I decided to practice my vomiting in the cramped restroom on my Southwest flight from LA to the Bay Area. I downed several fistfuls of the tiny bottles of Absolut that the stewardess kept bringing me as fast as I could pour them down my throat. Then I slipped away to the rear of the aircraft and barricaded myself in the lavatory and thought about the war.
No vomit was forthcoming. Was I a warmonger? Last week I'd cursed out a protester who took a little too long crossing against a light on Hollywood Boulevard, but I had managed to refrain from smearing her under the tires of my SUV even though I couldn't catch the green.
So I waited ten minutes, availing myself of someone's abandoned three-week-old copy of People magazine with Ben and J-Lo on the cover. No dice even though the feature story on the impending celebrity power-nuptials contained multiple references to the pink diamond Ben gave to Jenny from the Block that is roughly the size of the entire South Bronx.
Other passengers grew impatient, no doubt straining under the pressure of pulsating bladders struggling to contain the lethal combination of free Cokes and single-serve bags of Chex Mix. But I was holding out for a little turbulence. Even the headache I developed from the pounding on the bathroom door by the cross-legged bargain-flying masses could not move me to sick.
I must really like war, I thought.
I conjured a breaking-news tableau where Dan Rather and Tom Brokaw detail the carnage wreaked by a bunker-buster mistakenly finding an orphanage. This made me sad, but my stomach was still cast-iron and unshakeable. Then I thought about the storied anchormen going at it like they're stuck in the corner booth with the town slut at last call after bragging to their buddies that they're going home with the next living thing that makes eye-contact.
A confusing collage of alcohol-fueled imagery, but no nausea. I was starting to feel mighty right-wing. I couldn't even puke on a cocktail of collateral damage and septuagenarian newsman homoerotica.
I slid open the lock on the restroom door and returned to my seat with the outdated People magazine. The rest of the flight was uneventful, but I did learn how Nicole Kidman spends her down time between movies. It involves knitting.

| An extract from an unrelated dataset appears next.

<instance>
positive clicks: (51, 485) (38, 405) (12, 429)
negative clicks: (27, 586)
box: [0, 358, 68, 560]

I knew that I would never join the stomach-voiding protest. I passed the time waiting for a standby flight back to LA in one of those airport watering holes with all of the characters from Cheers bronzed onto barstools for eternity, amiable sitcom golems willing to share a drink no matter where you're flying to. I put away beer after beer while watching that CNN night-vision war footage where the black sky is turned the same shade of green that the protesters had spilled on the San Francisco streets.
Somewhere around my tenth pint of Foster's, I joined the antiwar movement all over Cliff Claven's lap. Happy as always, the statue mailman raised his mug in a toast, though whether to war or to peace I can't say.